# Help me with Sand Dollar craft project!



## DebBrown (Nov 16, 2008)

My granddaughter and I brought home a whole box of sand dollars from our summer beach trip to Hilton Head. We'd like to make ornaments and I found some instructions but wonder if anyone has any other good ideas? I'm also not sure where to find supplies such as acrylic finish or glitter paint. Please help!

Here is the internet page I'm using for a reference: http://goflorida.about.co...eaches/ht/sd_ornament.htm

Deb


----------



## Kay H (Nov 16, 2008)

Deb,
Purchase some cocktail napkins with the design of your choice.  Lots of holiday designs out now.  Peel off the back layer of the napkin so it is one ply.  Center the design over the front of the sand dollar and cut it leaving some extra to tuck behind the sand dollar.  Brush on elmer's glue.  You can dilute the glue with water if it is too thick.  Let dry an voila!  If you are real ambicious you can apply lacquer after the glue dries. Cute holiday decorations.  You can choose your occasion since there are so many different designs.
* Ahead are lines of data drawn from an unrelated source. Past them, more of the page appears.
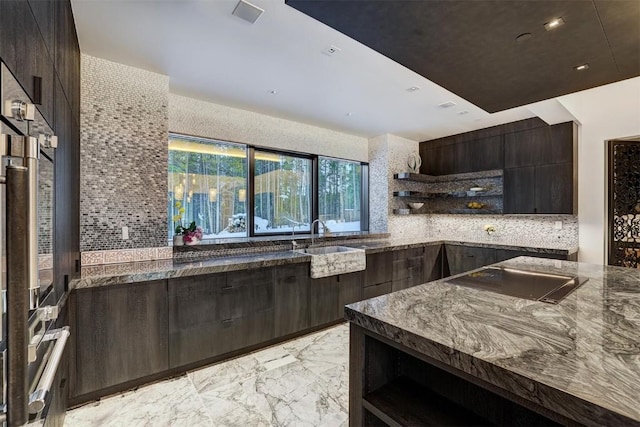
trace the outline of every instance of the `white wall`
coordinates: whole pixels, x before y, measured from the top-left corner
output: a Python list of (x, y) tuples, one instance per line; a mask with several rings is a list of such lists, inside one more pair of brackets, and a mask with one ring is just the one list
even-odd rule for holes
[(169, 94), (169, 132), (366, 162), (367, 138)]
[(606, 141), (640, 136), (640, 77), (562, 96), (580, 122), (578, 223), (582, 262), (603, 264), (606, 253)]

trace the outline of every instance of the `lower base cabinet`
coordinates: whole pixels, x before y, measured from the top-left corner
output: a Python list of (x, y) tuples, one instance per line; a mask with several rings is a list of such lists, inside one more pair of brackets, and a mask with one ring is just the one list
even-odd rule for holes
[(309, 281), (309, 316), (312, 327), (344, 318), (344, 306), (362, 299), (363, 272)]
[(494, 249), (475, 246), (444, 245), (446, 253), (446, 263), (443, 268), (443, 277), (453, 276), (466, 271), (475, 270), (485, 265), (506, 261), (519, 256), (534, 258), (551, 258), (560, 260), (576, 261), (576, 256), (560, 254), (538, 253), (518, 251), (511, 249)]
[(72, 396), (169, 369), (166, 280), (80, 289), (70, 309)]
[(78, 289), (69, 299), (70, 404), (330, 325), (353, 302), (520, 255), (560, 257), (432, 245), (369, 254), (365, 271), (321, 279), (300, 263)]
[(275, 337), (274, 269), (169, 280), (169, 367)]

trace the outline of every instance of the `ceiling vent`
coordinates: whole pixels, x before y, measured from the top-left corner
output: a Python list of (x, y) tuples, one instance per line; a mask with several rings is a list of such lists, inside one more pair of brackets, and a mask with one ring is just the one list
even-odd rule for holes
[(262, 12), (264, 12), (264, 9), (261, 9), (248, 1), (240, 0), (231, 14), (253, 24), (258, 20), (258, 18), (260, 18)]
[(440, 108), (451, 108), (451, 107), (455, 107), (456, 103), (453, 101), (447, 101), (447, 102), (443, 102), (442, 104), (438, 105), (438, 107)]

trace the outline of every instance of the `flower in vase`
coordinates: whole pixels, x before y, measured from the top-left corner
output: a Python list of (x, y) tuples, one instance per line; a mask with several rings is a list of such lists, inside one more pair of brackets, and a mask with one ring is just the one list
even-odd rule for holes
[(486, 231), (487, 234), (489, 236), (491, 236), (493, 233), (496, 232), (496, 226), (495, 225), (491, 225), (491, 224), (485, 224), (484, 225), (484, 231)]

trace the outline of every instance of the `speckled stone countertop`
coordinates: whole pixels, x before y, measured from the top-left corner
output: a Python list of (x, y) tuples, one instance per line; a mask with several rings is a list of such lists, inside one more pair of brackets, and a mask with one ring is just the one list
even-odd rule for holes
[(347, 306), (366, 330), (585, 425), (640, 425), (640, 271), (520, 257), (589, 280), (557, 305), (438, 280)]
[[(443, 243), (455, 245), (483, 246), (512, 250), (523, 250), (537, 253), (553, 253), (570, 255), (577, 248), (562, 247), (525, 247), (494, 242), (454, 242), (441, 239), (413, 238), (413, 239), (379, 239), (362, 238), (346, 241), (325, 239), (322, 245), (343, 245), (364, 249), (366, 253), (417, 248), (427, 245)], [(302, 245), (304, 247), (306, 245)], [(70, 283), (71, 289), (93, 288), (98, 286), (118, 285), (125, 283), (146, 282), (149, 280), (171, 279), (176, 277), (197, 276), (228, 271), (247, 270), (252, 268), (273, 267), (284, 264), (309, 262), (310, 255), (290, 250), (291, 244), (282, 242), (277, 246), (269, 246), (267, 252), (234, 253), (221, 255), (202, 254), (199, 257), (184, 257), (157, 261), (128, 262), (121, 264), (103, 264), (82, 267), (79, 279)], [(196, 254), (198, 252), (195, 252)]]

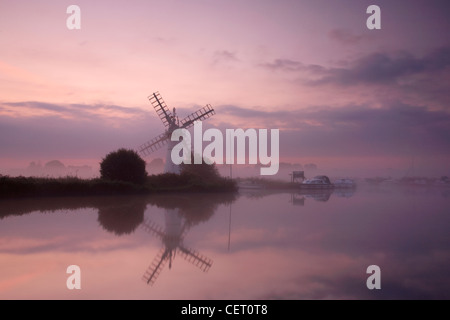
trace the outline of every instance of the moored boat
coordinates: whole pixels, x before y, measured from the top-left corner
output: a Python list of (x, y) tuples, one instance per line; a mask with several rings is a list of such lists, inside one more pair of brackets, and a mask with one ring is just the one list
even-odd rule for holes
[(304, 189), (330, 189), (334, 188), (327, 176), (315, 176), (311, 179), (306, 179), (300, 184), (300, 188)]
Make sure the sand dollars are free of the mollusk and also soak in chlorox to bleach.  If they aren't totally clean, they will begin to smell like rotten seafood.


----------



## DebBrown (Nov 16, 2008)

Kay, you are lifesaver!  This sounds easy and fun.  We cleaned the sand dollars this summer and used the glue solution as a preservative.

My daughter and granddaughter are on their way over now so its good to have a plan!

Deb


----------



## wackymother (Nov 16, 2008)

DebBrown said:


> I'm also not sure where to find supplies such as acrylic finish or glitter paint. Please help!



Do you have a Michael's near you? They have all the craft stuff you could ever, ever, ever want--tons of things I never even knew existed! A.C. Moore is another crafts store; another one is Hobby Lobby. Art supply stores like Pearl Paint also have some of these things. Good luck!


----------



## hefleycatz (Nov 17, 2008)

Since you have already cleaned them, the skys the limit.  Any hobby shop will have stuff.   Michaels is always a good start. 

We painted ours with coordinating colors to the girls bedrooms and made mobiles, and put some in with other collected item from the trip into a shadow box. Any paint really works.   I like paints that have a shimmer or sparkle already. but you could paint then dust with glitter. 

You could paint Christmas colors and hang from a special tree.   They already have built in holes for wire or colored ribbon or thread.  You could glue little eyes and make faces with other beads.  Start it as a Santa decoration with the sand dollar as his face.  Reindeer face with a red bead or pom pom as the nose.


----------



## wackymother (Nov 17, 2008)

Family Fun magazine always has really nice family crafts. You might want to look on their website to see what they've got.


----------



## susieq (Nov 17, 2008)

My Daughter & kids a few years ago for Christmas made windchimes as gifts, (indoor only), from the Sand Dollars they collected. Came out really cute.


----------



## DebBrown (Nov 17, 2008)

My daughter stopped at Walmart on the way over and arrived with a bag full of acrylic paints, glitter, stickers, napkins and other tidbits.  Once we got started we just used our imagination.  It was alot of fun.  Next weekend they will be back to work on the other side since ornaments can't be trusted to only hang in one direction.

I like the wind chimes idea.  We'll have to go back to the beach to collect more!

Deb


----------



## Kay H (Nov 18, 2008)

Deb.
Is it possible to glue 2 sand dollars back to back to make it a pattern on each side?  It may be worth a try.


----------